Field Day is an annual amateur radio exercise, widely sponsored by IARU (International Amateur Radio Union) regions and member organizations, encouraging emergency communications preparedness among amateur radio operators. In the United States, it is the largest single emergency preparedness exercise in the country, with over 30,000 operators participating each year.
Since the first ARRL Field Day in 1933, radio amateurs throughout North America have practiced the rapid deployment of radio communications equipment in environments ranging from operations under tents in remote areas to operations inside Emergency Operations Centers (EOCs). Operations using emergency and alternative power sources are highly encouraged, since electricity and other public infrastructures are often among the first to fail during a natural disaster or severe weather.
To determine the effectiveness of the exercise and of each participant's operations, there is an integrated contesting component, and many clubs also engage in concurrent leisure activities (camping out, cookouts, etc.). Operations typically last a continuous twenty-four hours, requiring scheduled relief operators to keep stations on the air. Additional contest points are awarded for experimenting with unusual modes, making contacts via satellite, and involving youth in the activity.
The contest aspect of a Field Day operating event is to contact as many stations as possible in the given time period (twenty-four hours, during a weekend, if setup commences before the contest starts, or 27 hours if setup commences at contest start time) using the portable station. Each station will exchange information with other participating stations. For the North American Field Day, the exchange consists of the station call sign, the name of the ARRL-recognized section from which the station is operating, and a class designator which indicates the number of transmitters concurrently used at the station and information about the type of electrical power source being used.

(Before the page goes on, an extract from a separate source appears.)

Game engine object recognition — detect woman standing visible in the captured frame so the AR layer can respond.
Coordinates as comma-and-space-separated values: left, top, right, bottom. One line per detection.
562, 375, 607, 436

The contest portion of Field Day has two purposes. The primary purpose is to demonstrate the group's ability to plan operations that can be effective for an entire twenty-four-hour period, including operator endurance and adequate numbers of operators for a shift operation. The secondary portion is to demonstrate the technical proficiency of the station that has been hastily constructed for the purpose; in theory a better station will be capable of emergency operations in more dire conditions. Such a station will also be capable of making more contacts during the contest portion of Field Day.